Referencing a Webpage Quickly
03 Oct 2019 - Richard Horridge
I have a fairly simple problem I need to solve - getting a reliable bibliography entry from a webpage. I want it to look like this, ideally:
@comment{Template for a bibliography entry for a website} @comment{Each variable is in angle brackets} @misc{<label>, AUTHOR = {<author>}, JOURNAL = {<website>}, MONTH = {<month_published>}, NOTE = {Online; posted <year_published>-<month_published>-<day_published>; accessed <year_accessed>-<month_accessed>-<day-accessed>}, TITLE = {<title>}, URL = {<page_url>}, YEAR = {<year_published>}, } @comment{Example of a complete entry} @misc{milberg09_ibm_hp, AUTHOR = {Ken Milberg}, JOURNAL = {IBM Developer }, MONTH = 09, NOTE = {Online; posted 2009-Sep-29; accessed 2019-Sep-05}, TITLE = {IBM and HP virtualization}, URL = {https://www.ibm.com/developerworks/aix/library/au-aixhpvirtualization/index.html}, YEAR = 2009, }
As always, simple problems end up being more complex than first thought.
I wrote the following Bash script which extracts a date from the
Wayback Machine version of the URL, which usually updates each time
the source website is updated. It isn't as accurate as pulling the
date directly from the website (e.g. Published on 3rd October
2019
) but is more reliable, as many websites do not list a publish
date.
DATESTR="$(curl -Ls -o /dev/null -w '%{url_effective}' https://web.archive.org/web/"$1" | \ sed -E 's/.*web\/([0-9]+)\/http.*/\1/')"; DATEINPUT="${DATESTR:0:8}"; date --iso-8601 --date="${DATEINPUT}";
However, if the website has not been archived by the Wayback machine this obviously does not work.

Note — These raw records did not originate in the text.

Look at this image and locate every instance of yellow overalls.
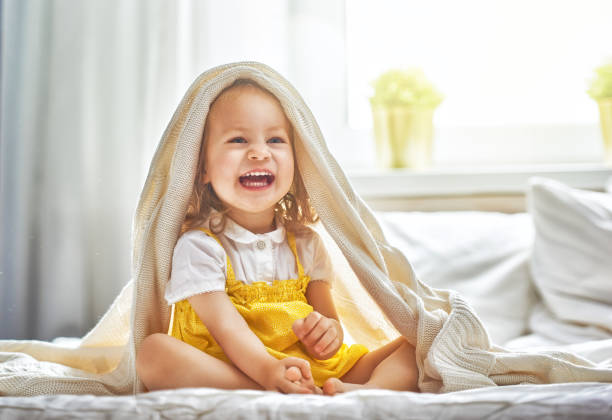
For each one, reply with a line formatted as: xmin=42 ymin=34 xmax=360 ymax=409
xmin=168 ymin=228 xmax=368 ymax=386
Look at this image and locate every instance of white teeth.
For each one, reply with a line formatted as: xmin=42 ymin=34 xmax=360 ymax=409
xmin=242 ymin=172 xmax=270 ymax=176
xmin=244 ymin=182 xmax=268 ymax=187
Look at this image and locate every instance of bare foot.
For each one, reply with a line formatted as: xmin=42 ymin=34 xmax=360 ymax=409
xmin=323 ymin=378 xmax=372 ymax=396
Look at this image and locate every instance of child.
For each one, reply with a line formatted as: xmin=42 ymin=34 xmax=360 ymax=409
xmin=136 ymin=79 xmax=418 ymax=395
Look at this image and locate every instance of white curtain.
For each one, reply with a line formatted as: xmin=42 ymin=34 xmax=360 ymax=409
xmin=0 ymin=0 xmax=345 ymax=340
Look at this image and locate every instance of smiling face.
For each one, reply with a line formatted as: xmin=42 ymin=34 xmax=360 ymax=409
xmin=203 ymin=85 xmax=294 ymax=233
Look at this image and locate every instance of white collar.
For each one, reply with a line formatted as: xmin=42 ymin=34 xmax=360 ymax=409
xmin=212 ymin=212 xmax=285 ymax=244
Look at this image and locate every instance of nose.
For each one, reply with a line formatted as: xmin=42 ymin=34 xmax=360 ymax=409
xmin=247 ymin=143 xmax=270 ymax=160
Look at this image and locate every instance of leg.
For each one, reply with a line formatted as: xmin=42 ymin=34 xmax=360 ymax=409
xmin=323 ymin=337 xmax=418 ymax=395
xmin=136 ymin=334 xmax=263 ymax=391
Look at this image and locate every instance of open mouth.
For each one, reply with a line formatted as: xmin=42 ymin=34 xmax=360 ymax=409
xmin=239 ymin=171 xmax=274 ymax=188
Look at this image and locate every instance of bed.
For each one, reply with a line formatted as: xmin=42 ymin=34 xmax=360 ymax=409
xmin=0 ymin=176 xmax=612 ymax=419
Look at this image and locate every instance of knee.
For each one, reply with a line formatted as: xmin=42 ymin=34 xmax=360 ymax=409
xmin=136 ymin=333 xmax=167 ymax=388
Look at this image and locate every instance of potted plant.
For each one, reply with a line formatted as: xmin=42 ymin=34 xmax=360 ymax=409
xmin=370 ymin=68 xmax=443 ymax=169
xmin=587 ymin=60 xmax=612 ymax=164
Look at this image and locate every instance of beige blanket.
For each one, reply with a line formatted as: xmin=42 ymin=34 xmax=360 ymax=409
xmin=0 ymin=62 xmax=612 ymax=395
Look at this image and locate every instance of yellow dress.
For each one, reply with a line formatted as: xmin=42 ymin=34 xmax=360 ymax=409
xmin=168 ymin=228 xmax=368 ymax=386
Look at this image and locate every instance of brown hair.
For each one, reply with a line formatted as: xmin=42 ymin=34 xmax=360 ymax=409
xmin=181 ymin=79 xmax=319 ymax=234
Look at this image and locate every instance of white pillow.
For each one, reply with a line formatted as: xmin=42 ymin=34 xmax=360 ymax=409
xmin=377 ymin=211 xmax=536 ymax=344
xmin=528 ymin=178 xmax=612 ymax=342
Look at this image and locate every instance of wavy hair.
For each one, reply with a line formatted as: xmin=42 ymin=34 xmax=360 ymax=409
xmin=181 ymin=79 xmax=319 ymax=234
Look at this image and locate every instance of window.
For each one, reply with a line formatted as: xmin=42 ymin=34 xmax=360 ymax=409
xmin=345 ymin=0 xmax=612 ymax=168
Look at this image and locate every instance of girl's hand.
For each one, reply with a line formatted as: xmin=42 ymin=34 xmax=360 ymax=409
xmin=292 ymin=311 xmax=342 ymax=360
xmin=262 ymin=357 xmax=322 ymax=394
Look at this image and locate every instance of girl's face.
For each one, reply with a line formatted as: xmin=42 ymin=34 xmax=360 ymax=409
xmin=203 ymin=85 xmax=294 ymax=231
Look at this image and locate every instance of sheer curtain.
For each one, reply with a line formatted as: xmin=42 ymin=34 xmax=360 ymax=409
xmin=0 ymin=0 xmax=344 ymax=339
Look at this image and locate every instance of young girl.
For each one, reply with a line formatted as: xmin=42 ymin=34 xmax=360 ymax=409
xmin=136 ymin=79 xmax=418 ymax=395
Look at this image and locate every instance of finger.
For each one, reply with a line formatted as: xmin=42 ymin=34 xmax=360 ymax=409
xmin=283 ymin=357 xmax=312 ymax=379
xmin=285 ymin=366 xmax=302 ymax=382
xmin=314 ymin=328 xmax=338 ymax=354
xmin=320 ymin=337 xmax=340 ymax=356
xmin=291 ymin=318 xmax=304 ymax=340
xmin=280 ymin=381 xmax=314 ymax=394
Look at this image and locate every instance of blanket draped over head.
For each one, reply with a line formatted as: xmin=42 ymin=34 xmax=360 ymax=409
xmin=0 ymin=62 xmax=612 ymax=395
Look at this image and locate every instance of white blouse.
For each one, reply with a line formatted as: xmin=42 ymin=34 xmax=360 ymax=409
xmin=165 ymin=218 xmax=333 ymax=305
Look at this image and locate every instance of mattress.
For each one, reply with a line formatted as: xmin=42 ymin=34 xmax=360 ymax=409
xmin=0 ymin=383 xmax=612 ymax=420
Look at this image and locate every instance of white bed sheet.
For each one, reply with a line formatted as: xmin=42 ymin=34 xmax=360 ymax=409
xmin=0 ymin=383 xmax=612 ymax=420
xmin=0 ymin=212 xmax=612 ymax=420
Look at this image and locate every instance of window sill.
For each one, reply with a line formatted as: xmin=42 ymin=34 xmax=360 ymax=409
xmin=348 ymin=164 xmax=612 ymax=201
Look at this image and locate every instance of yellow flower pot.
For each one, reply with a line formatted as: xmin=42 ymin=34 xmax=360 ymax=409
xmin=372 ymin=104 xmax=434 ymax=169
xmin=597 ymin=98 xmax=612 ymax=165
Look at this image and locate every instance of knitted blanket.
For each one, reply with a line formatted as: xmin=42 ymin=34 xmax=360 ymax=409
xmin=0 ymin=62 xmax=612 ymax=395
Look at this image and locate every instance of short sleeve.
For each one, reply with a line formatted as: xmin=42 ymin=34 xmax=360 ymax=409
xmin=165 ymin=230 xmax=226 ymax=305
xmin=295 ymin=229 xmax=334 ymax=286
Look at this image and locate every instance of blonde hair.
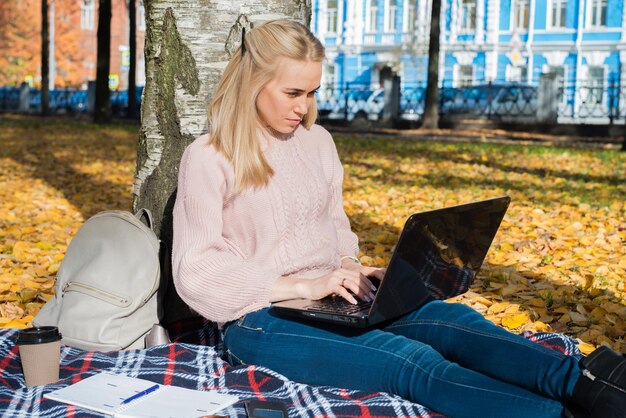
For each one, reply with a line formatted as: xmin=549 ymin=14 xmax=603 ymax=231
xmin=209 ymin=20 xmax=324 ymax=191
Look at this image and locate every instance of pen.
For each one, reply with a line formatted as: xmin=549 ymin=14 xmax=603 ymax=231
xmin=122 ymin=385 xmax=159 ymax=405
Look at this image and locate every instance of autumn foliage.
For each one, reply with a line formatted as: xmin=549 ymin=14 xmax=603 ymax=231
xmin=0 ymin=0 xmax=86 ymax=87
xmin=0 ymin=119 xmax=626 ymax=352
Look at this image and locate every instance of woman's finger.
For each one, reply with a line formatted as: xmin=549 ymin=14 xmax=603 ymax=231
xmin=335 ymin=279 xmax=357 ymax=305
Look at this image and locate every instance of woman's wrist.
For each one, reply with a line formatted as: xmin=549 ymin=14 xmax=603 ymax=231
xmin=341 ymin=255 xmax=361 ymax=265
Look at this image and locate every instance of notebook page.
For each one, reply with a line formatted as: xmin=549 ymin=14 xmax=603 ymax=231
xmin=115 ymin=385 xmax=239 ymax=418
xmin=44 ymin=373 xmax=160 ymax=415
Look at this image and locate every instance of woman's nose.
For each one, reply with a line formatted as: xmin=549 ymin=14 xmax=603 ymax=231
xmin=294 ymin=95 xmax=309 ymax=116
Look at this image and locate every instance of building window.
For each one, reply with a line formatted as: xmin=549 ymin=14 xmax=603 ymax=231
xmin=507 ymin=65 xmax=528 ymax=83
xmin=591 ymin=0 xmax=607 ymax=27
xmin=402 ymin=0 xmax=415 ymax=32
xmin=365 ymin=0 xmax=378 ymax=32
xmin=80 ymin=0 xmax=96 ymax=30
xmin=137 ymin=0 xmax=146 ymax=32
xmin=326 ymin=0 xmax=337 ymax=33
xmin=546 ymin=65 xmax=567 ymax=102
xmin=385 ymin=0 xmax=400 ymax=32
xmin=549 ymin=0 xmax=567 ymax=28
xmin=456 ymin=65 xmax=474 ymax=87
xmin=511 ymin=0 xmax=530 ymax=30
xmin=587 ymin=67 xmax=604 ymax=104
xmin=461 ymin=0 xmax=476 ymax=32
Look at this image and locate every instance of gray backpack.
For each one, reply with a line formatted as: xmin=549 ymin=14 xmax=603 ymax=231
xmin=33 ymin=209 xmax=162 ymax=351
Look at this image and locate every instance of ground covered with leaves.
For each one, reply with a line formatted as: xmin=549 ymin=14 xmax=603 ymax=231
xmin=0 ymin=117 xmax=626 ymax=352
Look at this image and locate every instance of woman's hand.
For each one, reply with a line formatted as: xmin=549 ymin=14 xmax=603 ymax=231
xmin=308 ymin=263 xmax=385 ymax=304
xmin=270 ymin=261 xmax=385 ymax=304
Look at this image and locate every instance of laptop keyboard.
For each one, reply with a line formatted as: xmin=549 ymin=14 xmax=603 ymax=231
xmin=306 ymin=297 xmax=372 ymax=314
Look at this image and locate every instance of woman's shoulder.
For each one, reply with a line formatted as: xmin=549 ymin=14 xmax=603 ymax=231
xmin=181 ymin=134 xmax=232 ymax=177
xmin=302 ymin=123 xmax=333 ymax=141
xmin=185 ymin=133 xmax=228 ymax=164
xmin=300 ymin=124 xmax=335 ymax=150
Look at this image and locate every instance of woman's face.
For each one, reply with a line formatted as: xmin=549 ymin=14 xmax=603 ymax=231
xmin=256 ymin=58 xmax=322 ymax=134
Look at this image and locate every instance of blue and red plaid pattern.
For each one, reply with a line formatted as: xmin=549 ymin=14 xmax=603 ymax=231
xmin=0 ymin=321 xmax=579 ymax=418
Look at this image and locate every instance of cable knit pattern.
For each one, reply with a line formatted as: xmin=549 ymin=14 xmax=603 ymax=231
xmin=172 ymin=125 xmax=358 ymax=323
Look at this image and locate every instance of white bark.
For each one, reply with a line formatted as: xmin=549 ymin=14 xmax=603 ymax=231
xmin=133 ymin=0 xmax=311 ymax=232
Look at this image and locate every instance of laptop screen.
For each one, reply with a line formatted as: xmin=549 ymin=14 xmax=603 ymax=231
xmin=370 ymin=197 xmax=510 ymax=319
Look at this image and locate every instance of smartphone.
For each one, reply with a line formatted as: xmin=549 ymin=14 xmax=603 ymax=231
xmin=246 ymin=399 xmax=289 ymax=418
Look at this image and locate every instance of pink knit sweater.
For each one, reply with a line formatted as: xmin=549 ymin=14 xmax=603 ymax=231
xmin=172 ymin=125 xmax=358 ymax=323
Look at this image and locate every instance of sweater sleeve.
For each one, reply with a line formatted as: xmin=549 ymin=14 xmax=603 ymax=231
xmin=172 ymin=143 xmax=279 ymax=323
xmin=320 ymin=128 xmax=359 ymax=257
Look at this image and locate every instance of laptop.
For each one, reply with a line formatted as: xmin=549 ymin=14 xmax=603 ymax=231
xmin=272 ymin=196 xmax=511 ymax=328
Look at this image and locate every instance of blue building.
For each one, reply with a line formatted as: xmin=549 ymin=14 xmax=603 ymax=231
xmin=311 ymin=0 xmax=626 ymax=117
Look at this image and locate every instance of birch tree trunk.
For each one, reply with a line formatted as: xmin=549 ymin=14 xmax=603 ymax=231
xmin=422 ymin=0 xmax=441 ymax=129
xmin=133 ymin=0 xmax=311 ymax=322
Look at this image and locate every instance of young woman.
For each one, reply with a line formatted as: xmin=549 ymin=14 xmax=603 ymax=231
xmin=173 ymin=20 xmax=626 ymax=418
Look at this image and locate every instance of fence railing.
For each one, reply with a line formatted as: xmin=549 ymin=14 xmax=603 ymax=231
xmin=318 ymin=80 xmax=626 ymax=124
xmin=0 ymin=79 xmax=626 ymax=124
xmin=0 ymin=87 xmax=143 ymax=117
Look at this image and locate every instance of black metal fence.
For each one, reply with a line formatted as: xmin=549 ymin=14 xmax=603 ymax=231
xmin=0 ymin=87 xmax=143 ymax=117
xmin=0 ymin=79 xmax=626 ymax=124
xmin=318 ymin=80 xmax=626 ymax=124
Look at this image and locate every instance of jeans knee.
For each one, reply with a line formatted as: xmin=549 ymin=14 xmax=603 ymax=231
xmin=420 ymin=300 xmax=485 ymax=323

Another issue with the Wayback Machine is that it occasionally redirects
to a URL with save
in, rather than a series of digits
corresponding to a date. This process is the Machine saving the URL
on that date, indicating the page has not been saved previously. I'm
not sure why this happens exactly, but in most cases my code works
as expected.
Some pages use a <time>
tag to indicate when a page was
published. This is a better method than using the Wayback Machine
and will be preferred.
Getting a page author is less simple - there is no standardised
format for an author on a webpage. A useful WikiHow article lists
several options; the only way currently active in my program
involves splitting the page title on the |
or -
characters and
taking the latter.
Getting the title of a page is, in theory, straightforward - it sits
within <title>
tags. Matching these can be done using regular
expressions, although this becomes more complicated if the tag spans
multiple lines and an XML parser is required. In python3
the most
commonly used library is BeautifulSoup and this is what I used.
Obtaining the JOURNAL
field can be done by matching a HTML meta
tag, such as the following examples:
<meta property="og:site_name" content="Docker" /> <meta name="rights" content="© Copyright IBM Corporation 2019" />
These both have potentially useful names for a JOURNAL
field.
I rewrote my initial script in Python and the following excerpt produces a Bibtex entry as required:
print (""" @misc{{label, URL = {{{0}}}, JOURNAL = {{{1}}}, AUTHOR = {{{2}}}, TITLE = {{{3}}}, YEAR = {{{4}}}, MONTH = {{{5}}}, NOTE = {{Online; posted {6}; accessed {7}}}, }} @comment{{File at "{8}"}} """.format (url, webpage_journal.strip(), title_author[1].strip(), title_author[0].strip(), published_date.year, published_date.month, published_date.strftime ("%Y-%b-%d"), datetime.now().strftime ("%Y-%b-%d"), local_path))
Writing the library in Python makes it much more modular and extensible than a (simple?) Bash script. However, this wasn't as simple as would be expected due to various problems with Python's file handling as compared with Bash. In a future blog post, I will rewrite this program again in my preferred language, Common Lisp, and see how the development process compares.
The source code in all of these examples is available on my GitLab.